There are two criteria to distinguish apoptosis from necrosis: morphology and DNA fragmentation. Typical morphological changes that occur during apoptosis include cell shrinkage and loss of normal cell-to-cell contacts, blebbing at the cell surface, and intense cytoplasmic vacuolization. Interestingly, the morphological changes, the fragmentation of DNA, and the expression of markers for recognition by phagocytes are very similar across different cell types and species.
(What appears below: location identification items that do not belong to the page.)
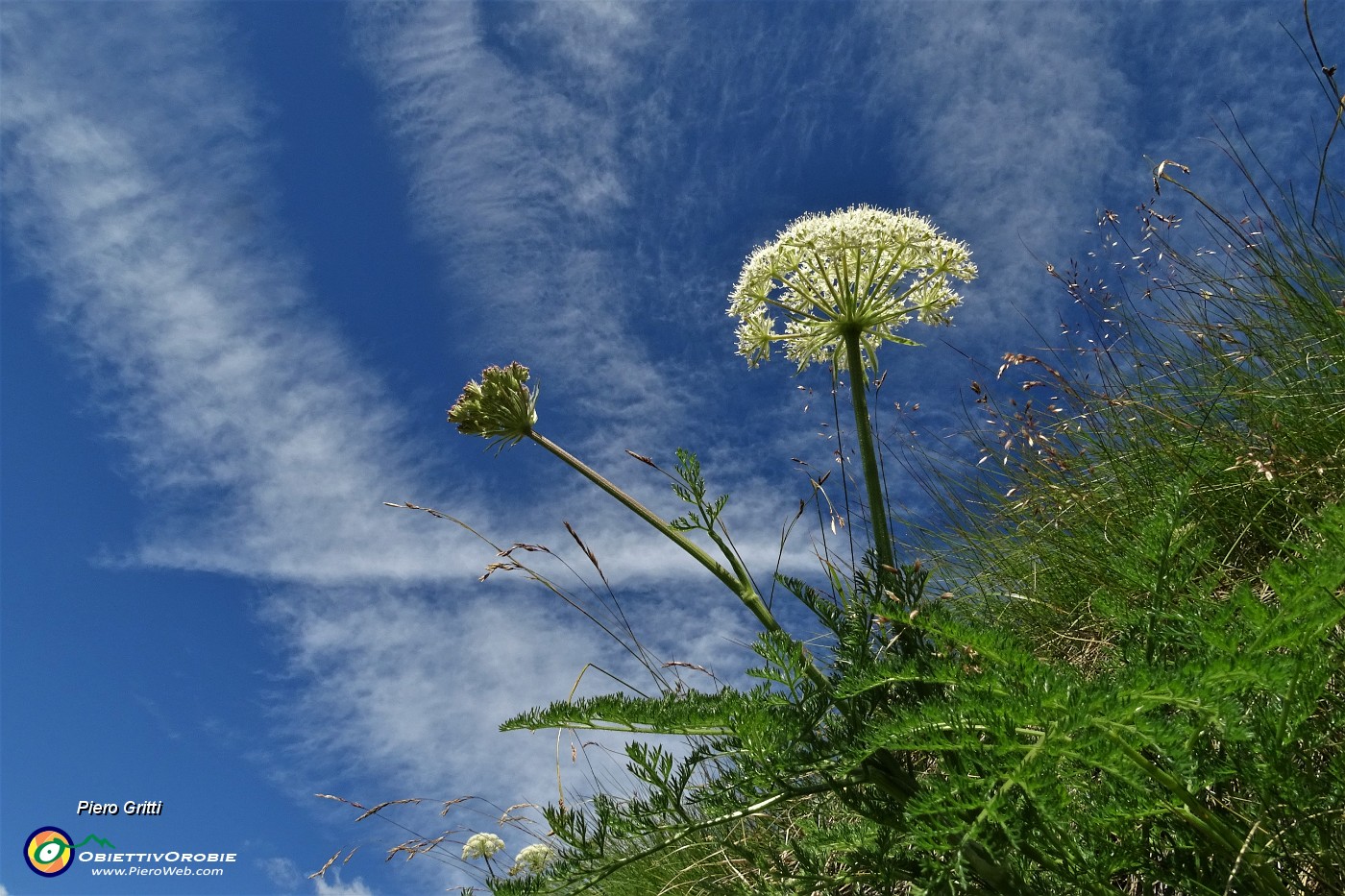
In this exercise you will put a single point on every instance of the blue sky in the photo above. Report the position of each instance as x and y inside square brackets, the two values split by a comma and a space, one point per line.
[252, 252]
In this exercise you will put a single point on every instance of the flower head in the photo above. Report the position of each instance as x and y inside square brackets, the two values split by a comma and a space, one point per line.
[531, 860]
[500, 408]
[857, 272]
[481, 846]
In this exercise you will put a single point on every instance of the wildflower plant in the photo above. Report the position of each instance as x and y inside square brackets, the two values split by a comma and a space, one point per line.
[1134, 677]
[843, 284]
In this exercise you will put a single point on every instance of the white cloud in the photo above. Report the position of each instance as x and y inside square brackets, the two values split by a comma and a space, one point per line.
[265, 446]
[330, 884]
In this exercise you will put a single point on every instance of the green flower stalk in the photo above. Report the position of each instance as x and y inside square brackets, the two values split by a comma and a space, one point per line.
[503, 409]
[843, 284]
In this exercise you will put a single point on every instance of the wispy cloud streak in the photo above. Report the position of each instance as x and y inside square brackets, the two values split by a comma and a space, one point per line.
[131, 181]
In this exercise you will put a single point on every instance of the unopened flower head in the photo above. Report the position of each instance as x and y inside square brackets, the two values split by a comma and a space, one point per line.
[500, 408]
[481, 846]
[531, 860]
[858, 272]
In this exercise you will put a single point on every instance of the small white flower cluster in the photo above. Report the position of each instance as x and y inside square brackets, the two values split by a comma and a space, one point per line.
[481, 846]
[531, 860]
[857, 272]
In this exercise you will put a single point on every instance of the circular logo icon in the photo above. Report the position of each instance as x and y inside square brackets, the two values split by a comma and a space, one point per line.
[47, 852]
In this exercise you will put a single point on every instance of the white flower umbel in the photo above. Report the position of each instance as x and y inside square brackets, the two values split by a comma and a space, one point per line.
[531, 860]
[841, 285]
[854, 275]
[481, 846]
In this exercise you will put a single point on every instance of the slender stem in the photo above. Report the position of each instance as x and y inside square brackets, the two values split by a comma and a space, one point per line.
[739, 586]
[868, 456]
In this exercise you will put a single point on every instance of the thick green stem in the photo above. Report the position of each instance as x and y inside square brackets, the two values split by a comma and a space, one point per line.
[739, 586]
[868, 455]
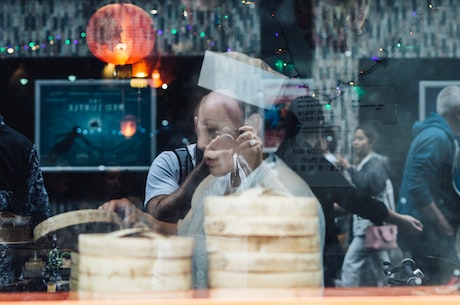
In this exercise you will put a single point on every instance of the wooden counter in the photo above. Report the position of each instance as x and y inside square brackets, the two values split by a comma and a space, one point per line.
[445, 295]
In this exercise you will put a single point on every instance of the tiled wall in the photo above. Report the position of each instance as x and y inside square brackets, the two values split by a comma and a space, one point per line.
[54, 28]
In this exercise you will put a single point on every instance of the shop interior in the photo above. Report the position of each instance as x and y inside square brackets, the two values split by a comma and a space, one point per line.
[368, 61]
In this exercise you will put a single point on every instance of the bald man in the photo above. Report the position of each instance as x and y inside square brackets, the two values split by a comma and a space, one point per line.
[165, 197]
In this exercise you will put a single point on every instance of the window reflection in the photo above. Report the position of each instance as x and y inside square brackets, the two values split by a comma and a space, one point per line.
[362, 61]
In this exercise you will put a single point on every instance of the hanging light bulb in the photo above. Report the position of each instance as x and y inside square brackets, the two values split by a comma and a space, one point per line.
[156, 79]
[128, 126]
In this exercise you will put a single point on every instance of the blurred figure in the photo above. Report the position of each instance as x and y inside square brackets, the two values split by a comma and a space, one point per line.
[428, 189]
[370, 173]
[22, 190]
[302, 150]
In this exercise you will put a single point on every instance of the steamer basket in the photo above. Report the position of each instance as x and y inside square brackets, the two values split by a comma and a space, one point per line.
[134, 260]
[262, 239]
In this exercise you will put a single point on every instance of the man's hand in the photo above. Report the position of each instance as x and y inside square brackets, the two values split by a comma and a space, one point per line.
[406, 223]
[249, 146]
[129, 214]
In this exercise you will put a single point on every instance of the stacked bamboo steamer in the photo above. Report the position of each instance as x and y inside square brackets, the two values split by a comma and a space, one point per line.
[133, 260]
[263, 239]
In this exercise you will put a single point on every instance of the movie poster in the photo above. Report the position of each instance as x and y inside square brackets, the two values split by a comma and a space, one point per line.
[94, 125]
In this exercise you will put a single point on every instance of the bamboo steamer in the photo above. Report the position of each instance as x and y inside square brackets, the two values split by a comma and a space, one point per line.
[62, 230]
[134, 260]
[257, 225]
[293, 244]
[263, 239]
[258, 262]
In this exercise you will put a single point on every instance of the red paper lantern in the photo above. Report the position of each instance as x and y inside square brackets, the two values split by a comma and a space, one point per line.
[120, 34]
[128, 126]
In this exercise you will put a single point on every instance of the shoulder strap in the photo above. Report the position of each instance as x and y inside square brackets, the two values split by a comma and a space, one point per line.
[185, 163]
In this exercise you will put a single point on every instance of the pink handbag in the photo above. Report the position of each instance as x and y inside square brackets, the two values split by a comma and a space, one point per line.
[381, 237]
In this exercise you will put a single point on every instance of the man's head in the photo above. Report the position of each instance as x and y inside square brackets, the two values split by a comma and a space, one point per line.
[448, 105]
[218, 111]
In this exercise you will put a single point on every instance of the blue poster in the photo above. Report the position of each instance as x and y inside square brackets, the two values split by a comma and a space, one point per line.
[94, 125]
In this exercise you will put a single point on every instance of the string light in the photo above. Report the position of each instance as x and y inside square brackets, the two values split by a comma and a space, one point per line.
[379, 61]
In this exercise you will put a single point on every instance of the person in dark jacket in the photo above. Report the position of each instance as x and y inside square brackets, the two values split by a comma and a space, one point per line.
[302, 151]
[427, 190]
[22, 189]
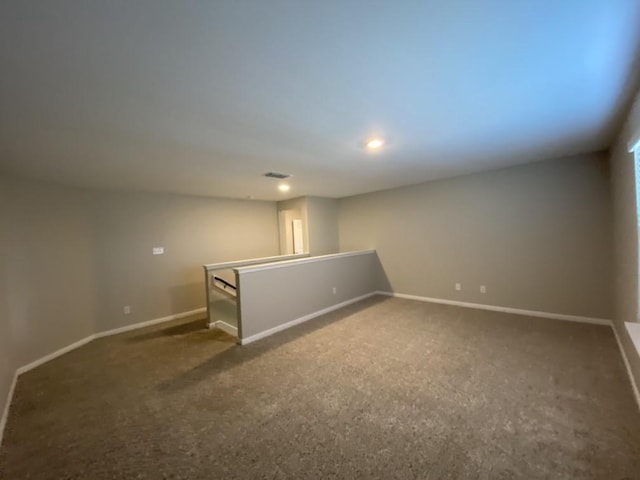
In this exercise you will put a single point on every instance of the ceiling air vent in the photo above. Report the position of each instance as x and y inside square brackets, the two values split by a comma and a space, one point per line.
[277, 175]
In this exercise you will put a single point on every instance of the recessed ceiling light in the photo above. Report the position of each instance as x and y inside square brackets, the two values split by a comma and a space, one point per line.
[374, 143]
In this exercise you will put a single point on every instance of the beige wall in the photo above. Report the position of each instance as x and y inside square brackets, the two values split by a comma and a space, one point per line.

Caspases are a family of cysteine proteases that play a central role in the apoptotic pathway. Among cysteine proteases, caspases are unique in requiring an aspartate at the cleavage site. Bcl-2 is homologous to the Caenorhabditis elegans apoptosis inhibitor gene ced-9. bcl-2 complements the ced-9 mutation in worms and inhibits apoptosis in many different instances when overexpressed in mammalian cells. Many bacterial pathogens induce apoptosis in host cells. This chapter groups microbial pathogens by the mechanisms they use to induce apoptosis. Bordetella pertussis kills macrophages by apoptosis in vitro by secreting adenylate cyclase-hemolysin (AcHly) toxin. This toxin has two domains: (i) a potent adenylate cyclase activity, which is activated by calmodulin, and (ii) a hemolysin activity, which is a pore-forming protein that is thought to allow the translocation of the cyclase into the host cell cytoplasm.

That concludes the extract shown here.